Ce qui explique peut-être mieux la volonté rageuse d’Hitler d’enlever le Pape et de « faire déloger toute la «masnada » de p. » du Vatican, comme, selon Galeazzo Ciano, le répétait  »ouvertement » le chef du Troisième Reich.

En 1941, les armées germaniques déferlaient sur l’Europe. Le nazisme semblait irréfrénable et la gloire du Reich très proche. Et au mois de septembre, dans une lettre au délégué apostolique à Washington, Mgr Amleto Cicognani, Tardini mentionnait que quelques mois auparavant, en assistant aux célébrations de la Semaine Sainte dans la chapelle Sixtine, un fonctionnaire allemand lui avait dit : « Les cérémonies ont été intéressantes. Mais c’est la dernière fois. L’année prochaine, on ne les célébrera plus. »

En janvier de l’année suivante, le cardinal Maglione se plaignit d’une menace analogue de la part du prince Otto von Bismark, ministre plénipotentiaire de l’ambassade allemande. Qu’est-ce qu’il y avait derrière ?

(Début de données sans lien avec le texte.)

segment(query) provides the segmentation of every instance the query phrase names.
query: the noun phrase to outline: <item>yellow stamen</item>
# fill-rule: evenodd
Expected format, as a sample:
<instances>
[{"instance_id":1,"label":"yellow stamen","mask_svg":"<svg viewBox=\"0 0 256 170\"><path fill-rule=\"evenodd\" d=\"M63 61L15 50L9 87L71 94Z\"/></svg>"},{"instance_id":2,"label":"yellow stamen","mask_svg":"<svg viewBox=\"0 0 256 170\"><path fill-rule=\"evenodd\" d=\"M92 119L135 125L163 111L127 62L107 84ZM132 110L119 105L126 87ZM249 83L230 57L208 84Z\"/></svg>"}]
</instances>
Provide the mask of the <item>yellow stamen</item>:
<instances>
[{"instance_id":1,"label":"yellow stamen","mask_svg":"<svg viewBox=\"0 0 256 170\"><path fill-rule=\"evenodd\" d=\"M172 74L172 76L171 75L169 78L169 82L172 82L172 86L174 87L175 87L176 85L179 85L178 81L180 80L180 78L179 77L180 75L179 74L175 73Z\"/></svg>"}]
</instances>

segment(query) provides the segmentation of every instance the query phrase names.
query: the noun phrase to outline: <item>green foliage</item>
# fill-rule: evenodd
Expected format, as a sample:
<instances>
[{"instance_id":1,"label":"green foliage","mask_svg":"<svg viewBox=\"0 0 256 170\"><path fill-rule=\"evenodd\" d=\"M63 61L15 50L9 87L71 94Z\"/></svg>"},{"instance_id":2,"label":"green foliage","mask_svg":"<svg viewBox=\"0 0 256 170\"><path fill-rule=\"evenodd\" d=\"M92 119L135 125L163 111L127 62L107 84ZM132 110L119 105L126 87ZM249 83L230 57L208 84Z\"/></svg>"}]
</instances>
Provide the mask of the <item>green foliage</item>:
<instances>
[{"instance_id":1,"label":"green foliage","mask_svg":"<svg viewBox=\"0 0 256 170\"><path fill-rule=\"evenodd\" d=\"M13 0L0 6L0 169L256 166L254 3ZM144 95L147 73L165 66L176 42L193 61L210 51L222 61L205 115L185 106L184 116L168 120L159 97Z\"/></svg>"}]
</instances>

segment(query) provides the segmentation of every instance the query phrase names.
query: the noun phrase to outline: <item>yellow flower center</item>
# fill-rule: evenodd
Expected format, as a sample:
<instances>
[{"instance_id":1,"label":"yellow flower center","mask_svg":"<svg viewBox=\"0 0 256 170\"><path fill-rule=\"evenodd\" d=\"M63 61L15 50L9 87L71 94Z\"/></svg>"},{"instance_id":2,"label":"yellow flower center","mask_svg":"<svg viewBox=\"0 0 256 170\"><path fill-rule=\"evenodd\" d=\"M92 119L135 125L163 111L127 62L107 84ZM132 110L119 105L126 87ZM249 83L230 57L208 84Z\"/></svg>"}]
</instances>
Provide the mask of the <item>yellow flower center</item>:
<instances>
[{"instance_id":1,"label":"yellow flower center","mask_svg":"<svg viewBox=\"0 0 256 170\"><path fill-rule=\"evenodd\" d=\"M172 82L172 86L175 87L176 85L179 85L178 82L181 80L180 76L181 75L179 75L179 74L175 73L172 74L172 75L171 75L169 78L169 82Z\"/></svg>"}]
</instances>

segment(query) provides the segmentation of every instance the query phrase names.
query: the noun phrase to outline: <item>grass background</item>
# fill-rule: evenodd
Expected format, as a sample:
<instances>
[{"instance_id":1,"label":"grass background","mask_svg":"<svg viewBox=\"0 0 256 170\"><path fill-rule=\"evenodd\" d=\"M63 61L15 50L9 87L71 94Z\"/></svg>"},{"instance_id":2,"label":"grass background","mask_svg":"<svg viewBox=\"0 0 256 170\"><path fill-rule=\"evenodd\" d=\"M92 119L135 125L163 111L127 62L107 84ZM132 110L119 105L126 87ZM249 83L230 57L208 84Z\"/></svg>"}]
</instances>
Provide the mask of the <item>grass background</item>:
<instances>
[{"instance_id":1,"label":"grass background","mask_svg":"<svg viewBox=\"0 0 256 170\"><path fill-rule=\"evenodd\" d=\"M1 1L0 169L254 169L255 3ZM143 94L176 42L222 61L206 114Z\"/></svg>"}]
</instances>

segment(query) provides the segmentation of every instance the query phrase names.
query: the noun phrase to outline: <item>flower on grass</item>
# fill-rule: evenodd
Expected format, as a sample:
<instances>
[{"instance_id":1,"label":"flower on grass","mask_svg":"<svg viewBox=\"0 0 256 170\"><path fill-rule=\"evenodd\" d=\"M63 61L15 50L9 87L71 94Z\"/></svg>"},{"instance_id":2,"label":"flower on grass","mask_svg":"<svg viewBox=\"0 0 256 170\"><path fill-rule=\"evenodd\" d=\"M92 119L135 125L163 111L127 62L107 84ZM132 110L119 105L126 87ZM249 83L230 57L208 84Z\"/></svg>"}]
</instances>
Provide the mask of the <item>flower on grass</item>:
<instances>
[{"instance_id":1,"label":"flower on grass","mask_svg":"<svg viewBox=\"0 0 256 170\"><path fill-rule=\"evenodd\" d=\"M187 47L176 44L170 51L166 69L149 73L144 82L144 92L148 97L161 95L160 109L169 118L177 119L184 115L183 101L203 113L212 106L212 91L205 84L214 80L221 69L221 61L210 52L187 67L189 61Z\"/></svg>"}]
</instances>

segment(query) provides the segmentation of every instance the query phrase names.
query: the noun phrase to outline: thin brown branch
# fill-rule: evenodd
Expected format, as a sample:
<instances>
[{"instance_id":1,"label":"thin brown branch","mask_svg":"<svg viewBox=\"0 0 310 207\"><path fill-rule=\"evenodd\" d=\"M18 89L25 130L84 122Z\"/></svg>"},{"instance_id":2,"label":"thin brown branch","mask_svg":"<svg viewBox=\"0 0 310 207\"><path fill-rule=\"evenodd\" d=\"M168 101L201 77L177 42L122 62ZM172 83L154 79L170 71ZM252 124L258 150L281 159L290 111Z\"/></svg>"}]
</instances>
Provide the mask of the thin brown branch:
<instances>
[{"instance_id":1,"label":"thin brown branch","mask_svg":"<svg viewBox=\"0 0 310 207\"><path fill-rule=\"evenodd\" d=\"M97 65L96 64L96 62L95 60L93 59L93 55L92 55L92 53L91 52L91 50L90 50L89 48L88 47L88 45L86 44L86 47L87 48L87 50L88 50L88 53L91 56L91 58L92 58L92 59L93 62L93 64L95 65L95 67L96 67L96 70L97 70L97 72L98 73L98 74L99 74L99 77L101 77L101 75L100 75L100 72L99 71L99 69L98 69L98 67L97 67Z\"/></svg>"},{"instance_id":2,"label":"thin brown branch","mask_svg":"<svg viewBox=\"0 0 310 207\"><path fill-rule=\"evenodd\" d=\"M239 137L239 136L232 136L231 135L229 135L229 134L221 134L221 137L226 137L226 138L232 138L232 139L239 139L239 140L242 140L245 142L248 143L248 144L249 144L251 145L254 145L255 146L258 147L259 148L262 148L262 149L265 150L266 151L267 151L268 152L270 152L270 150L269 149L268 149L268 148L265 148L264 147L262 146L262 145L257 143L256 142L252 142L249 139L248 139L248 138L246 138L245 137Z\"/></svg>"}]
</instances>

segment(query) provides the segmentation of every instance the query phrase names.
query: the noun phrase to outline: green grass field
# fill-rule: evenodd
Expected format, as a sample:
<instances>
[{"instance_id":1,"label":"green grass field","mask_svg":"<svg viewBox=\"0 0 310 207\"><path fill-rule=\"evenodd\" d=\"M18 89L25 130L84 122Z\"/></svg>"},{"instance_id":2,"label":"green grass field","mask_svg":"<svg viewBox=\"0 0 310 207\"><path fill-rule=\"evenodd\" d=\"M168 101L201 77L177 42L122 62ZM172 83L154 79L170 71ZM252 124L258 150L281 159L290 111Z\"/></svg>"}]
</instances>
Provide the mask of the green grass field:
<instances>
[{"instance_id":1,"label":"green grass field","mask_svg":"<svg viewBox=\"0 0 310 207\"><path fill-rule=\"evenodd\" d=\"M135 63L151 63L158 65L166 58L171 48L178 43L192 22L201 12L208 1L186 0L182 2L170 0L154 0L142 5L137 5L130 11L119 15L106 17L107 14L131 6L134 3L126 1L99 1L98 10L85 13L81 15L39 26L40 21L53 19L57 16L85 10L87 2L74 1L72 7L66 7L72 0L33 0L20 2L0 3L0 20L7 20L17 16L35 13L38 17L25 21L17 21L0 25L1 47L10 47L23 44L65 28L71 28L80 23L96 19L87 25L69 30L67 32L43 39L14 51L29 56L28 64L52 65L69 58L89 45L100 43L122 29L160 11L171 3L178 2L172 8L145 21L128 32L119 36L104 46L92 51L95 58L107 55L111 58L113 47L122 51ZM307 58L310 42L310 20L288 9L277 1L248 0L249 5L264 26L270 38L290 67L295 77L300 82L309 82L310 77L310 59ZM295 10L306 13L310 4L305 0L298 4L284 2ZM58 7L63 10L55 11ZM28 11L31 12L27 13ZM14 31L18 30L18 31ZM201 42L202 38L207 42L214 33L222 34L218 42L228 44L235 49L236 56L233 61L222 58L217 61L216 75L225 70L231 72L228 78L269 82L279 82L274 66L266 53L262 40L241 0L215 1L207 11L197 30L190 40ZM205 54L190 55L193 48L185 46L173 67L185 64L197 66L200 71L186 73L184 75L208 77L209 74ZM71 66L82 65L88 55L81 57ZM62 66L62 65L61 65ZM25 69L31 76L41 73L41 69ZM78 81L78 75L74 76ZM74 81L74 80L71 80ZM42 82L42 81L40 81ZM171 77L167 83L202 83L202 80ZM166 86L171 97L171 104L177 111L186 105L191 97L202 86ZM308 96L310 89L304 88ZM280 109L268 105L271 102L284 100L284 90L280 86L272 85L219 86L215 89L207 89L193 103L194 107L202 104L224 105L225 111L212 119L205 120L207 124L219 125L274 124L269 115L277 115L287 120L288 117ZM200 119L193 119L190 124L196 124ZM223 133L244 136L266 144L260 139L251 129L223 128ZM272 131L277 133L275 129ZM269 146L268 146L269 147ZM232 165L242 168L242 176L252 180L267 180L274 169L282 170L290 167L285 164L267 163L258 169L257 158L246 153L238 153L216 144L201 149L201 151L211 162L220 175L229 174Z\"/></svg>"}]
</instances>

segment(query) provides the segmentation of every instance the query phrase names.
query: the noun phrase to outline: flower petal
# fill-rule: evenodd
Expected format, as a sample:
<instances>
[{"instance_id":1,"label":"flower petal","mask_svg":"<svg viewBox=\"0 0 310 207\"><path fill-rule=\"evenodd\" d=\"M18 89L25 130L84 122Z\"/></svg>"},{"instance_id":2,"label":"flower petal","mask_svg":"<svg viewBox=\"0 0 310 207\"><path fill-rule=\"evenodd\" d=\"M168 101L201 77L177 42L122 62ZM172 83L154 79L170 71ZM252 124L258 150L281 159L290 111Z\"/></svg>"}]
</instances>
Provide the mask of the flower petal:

On a toujours dit que le nazisme tendait à se présenter comme une nouvelle religion. Mais il est intéressant à ce sujet de noter ce qu’a raconté dans ses mémoires, recueillies par Joseph Kessel, le Finlandais Félix Kersten, le masseur  »aux mains miraculeuses » qui fut, tout au long de la guerre, l’ombre de Heinrich Himmler : « En mai 1940, pour fuir ce paysage de destructions, Kersten chercha refuge dans la bibliothèque de campagne d’Himmler. C’est ainsi qu’il fit une découverte surprenante : tous les volumes étaient des ouvrages de religion. Le Véda, l’Ancien Testament, les Évangiles, le Coran. « Mais ne m’avez-vous pas dit qu’un nazi ne doit avoir aucune religion ? », demandai-je un jour à Himmler. « Certes !», répondit ce dernier. « Et alors ? », demanda Kersten en désignant les volumes. Voici la réponse d’un Himmler  »souriant » et  »inspiré », rapportée par Kersten : « Non, je ne me suis pas converti. Ces volumes sont nécessaires à mon travail. Hitler m’a confié la tâche de préparer l’évangile de la nouvelle religion nazie. Après la victoire du Troisième Reich, le Führer abolira le christianisme et fondera sur ses ruines la religion germanique. Nous conserverons l’idée de Dieu, mais ce sera une idée vague. Le Führer se substituera au Christ comme sauveur de l’humanité.

Ainsi des millions et des millions de personnes ne prononceront que le nom d’Hitler dans leurs prières, et d’ici cent ans on ne connaîtra rien d’autre que la nouvelle religion. Vous comprendrez que, pour ce nouvel évangile, j’ai besoin de documentation. »


[1] Enquête publiée dans L’Avvenire, reprise et traduite dans Zenit le 19 janvier 2005.

[2] Journaliste « vaticaniste » au quotidien L’Avvenire.